Perhaps predictably, the current hot topic of Lieutenant Hikaru Sulu's sexuality reared its head at the Star Trek Beyond premiere in London.
"It is definitely high time for an LGBT character to be included in the Star Trek universe," Zachary Quinto, who is also openly gay, told the BBC Tuesday evening, adding that the LGBT community had "long advocated for representation" in the franchise. "We've been really excited by the response, particularly from young people, who have been inspired and motivated by this turn toward progress."
The revelation that Sulu, played by John Cho, was to become gay was made last week, prompting the original actor, George Takei — who is himself openly gay — to tell The Hollywood Reporter that he thought the decision to use an already established Star Trek figure rather than a new character was "really unfortunate."
Co-writer and star Simon Pegg immediately responded in a statement, saying that he "respectfully disagreed" with Takei, and that he, fellow writer Doug Jung and director Justin Lin "loved" the idea of the gay character being someone already known.
"It was not something that was flippant," added Lin while in London. "It was something a lot of thought went into. George [Takei] is entitled to his opinion, but at the end of the day I'm the gatekeeper for this, and I think it's in the spirit of what [Gene] Roddenberry wanted."
Sulu himself, Cho, said that he was concerned about the decision because he knew that Takei was "a gay man who had played a straight character."

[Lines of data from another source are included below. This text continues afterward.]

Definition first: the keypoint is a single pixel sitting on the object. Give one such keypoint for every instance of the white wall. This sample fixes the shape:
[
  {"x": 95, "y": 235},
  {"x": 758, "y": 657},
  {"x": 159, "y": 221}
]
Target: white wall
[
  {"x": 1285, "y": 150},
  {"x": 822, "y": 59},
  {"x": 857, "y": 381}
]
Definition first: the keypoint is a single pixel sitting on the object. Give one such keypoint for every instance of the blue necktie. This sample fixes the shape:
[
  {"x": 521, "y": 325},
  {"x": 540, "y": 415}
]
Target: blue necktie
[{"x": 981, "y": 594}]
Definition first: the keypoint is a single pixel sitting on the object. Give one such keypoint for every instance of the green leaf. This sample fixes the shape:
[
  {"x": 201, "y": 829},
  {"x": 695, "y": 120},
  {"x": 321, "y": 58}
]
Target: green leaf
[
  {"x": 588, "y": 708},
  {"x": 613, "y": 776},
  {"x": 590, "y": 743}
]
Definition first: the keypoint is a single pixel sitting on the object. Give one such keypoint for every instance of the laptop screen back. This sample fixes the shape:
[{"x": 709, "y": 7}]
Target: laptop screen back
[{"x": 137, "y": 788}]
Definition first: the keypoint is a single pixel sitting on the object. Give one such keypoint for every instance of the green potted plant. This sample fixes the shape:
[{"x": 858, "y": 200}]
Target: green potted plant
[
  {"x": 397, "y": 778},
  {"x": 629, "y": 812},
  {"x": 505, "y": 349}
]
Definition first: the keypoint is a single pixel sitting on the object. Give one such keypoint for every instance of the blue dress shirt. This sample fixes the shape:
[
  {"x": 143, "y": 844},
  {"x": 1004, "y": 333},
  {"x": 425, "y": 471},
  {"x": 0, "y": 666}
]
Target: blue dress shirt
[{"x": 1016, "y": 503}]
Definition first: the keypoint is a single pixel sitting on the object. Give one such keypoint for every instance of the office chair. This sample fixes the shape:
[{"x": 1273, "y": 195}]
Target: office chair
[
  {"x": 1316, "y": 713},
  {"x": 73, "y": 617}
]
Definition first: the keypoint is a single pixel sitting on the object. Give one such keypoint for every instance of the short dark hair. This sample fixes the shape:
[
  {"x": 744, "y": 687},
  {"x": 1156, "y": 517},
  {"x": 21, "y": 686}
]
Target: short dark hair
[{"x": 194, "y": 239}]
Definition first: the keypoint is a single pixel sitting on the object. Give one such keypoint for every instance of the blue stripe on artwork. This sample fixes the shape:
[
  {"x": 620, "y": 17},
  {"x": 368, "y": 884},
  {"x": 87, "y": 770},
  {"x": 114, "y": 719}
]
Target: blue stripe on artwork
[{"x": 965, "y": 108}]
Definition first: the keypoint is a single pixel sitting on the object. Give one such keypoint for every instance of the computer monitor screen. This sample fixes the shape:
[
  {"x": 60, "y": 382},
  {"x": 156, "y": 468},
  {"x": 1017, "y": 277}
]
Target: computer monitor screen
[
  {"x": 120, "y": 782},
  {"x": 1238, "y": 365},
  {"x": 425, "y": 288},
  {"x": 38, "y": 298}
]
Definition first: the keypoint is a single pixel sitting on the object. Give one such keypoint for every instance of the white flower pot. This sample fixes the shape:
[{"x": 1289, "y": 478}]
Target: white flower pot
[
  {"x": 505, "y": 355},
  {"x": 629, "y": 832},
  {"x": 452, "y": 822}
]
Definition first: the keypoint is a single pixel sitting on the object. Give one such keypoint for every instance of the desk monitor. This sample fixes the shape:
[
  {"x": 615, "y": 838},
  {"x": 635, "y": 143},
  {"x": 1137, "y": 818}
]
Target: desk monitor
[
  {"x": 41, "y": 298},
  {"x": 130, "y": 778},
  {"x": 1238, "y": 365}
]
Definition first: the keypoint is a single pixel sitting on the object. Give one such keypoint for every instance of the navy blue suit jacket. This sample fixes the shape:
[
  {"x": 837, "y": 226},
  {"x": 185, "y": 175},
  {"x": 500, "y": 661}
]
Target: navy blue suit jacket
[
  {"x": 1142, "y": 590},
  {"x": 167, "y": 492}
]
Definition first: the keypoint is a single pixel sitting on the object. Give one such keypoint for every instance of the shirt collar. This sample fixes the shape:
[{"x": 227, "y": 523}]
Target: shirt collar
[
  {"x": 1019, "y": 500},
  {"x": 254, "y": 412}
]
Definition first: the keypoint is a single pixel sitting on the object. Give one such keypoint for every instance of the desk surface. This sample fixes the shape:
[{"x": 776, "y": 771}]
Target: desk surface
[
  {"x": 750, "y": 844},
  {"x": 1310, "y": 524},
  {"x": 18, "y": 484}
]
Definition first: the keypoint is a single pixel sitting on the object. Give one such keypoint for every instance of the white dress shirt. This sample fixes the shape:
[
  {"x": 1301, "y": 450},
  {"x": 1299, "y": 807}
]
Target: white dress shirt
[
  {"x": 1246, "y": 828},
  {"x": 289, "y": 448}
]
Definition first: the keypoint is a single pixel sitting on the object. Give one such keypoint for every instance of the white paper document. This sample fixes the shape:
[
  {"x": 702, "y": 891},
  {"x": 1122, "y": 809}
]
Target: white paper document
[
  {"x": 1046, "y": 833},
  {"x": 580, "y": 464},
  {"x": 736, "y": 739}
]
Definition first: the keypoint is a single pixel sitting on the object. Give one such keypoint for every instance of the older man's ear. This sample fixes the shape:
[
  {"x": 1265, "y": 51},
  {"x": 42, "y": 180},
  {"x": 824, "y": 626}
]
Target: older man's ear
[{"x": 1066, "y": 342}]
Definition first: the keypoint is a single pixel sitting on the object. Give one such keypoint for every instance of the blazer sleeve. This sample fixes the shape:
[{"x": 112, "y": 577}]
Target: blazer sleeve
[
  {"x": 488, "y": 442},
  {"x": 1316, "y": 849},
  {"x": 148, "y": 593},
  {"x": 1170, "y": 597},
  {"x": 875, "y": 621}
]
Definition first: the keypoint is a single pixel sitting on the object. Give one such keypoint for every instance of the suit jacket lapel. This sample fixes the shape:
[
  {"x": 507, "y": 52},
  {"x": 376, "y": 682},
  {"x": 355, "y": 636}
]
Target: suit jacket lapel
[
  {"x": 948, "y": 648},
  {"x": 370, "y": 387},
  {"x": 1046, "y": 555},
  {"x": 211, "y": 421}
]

"I know he felt a fair bit of ownership of that character, and legitimately so," he added. "I was also worried that it might be inferred that we were somehow suggesting that sexuality was a choice. But I don't think anyone has inferred that, and we're certainly not saying that."
As for Captain Kirk, Chris Pine admitted he didn't expect the subject to become such a big deal. "I'm a little stunned there's been so much attention given to it," he said.
Star Trek Beyond is due to have its U.S. premiere at Comic-Con on July 20.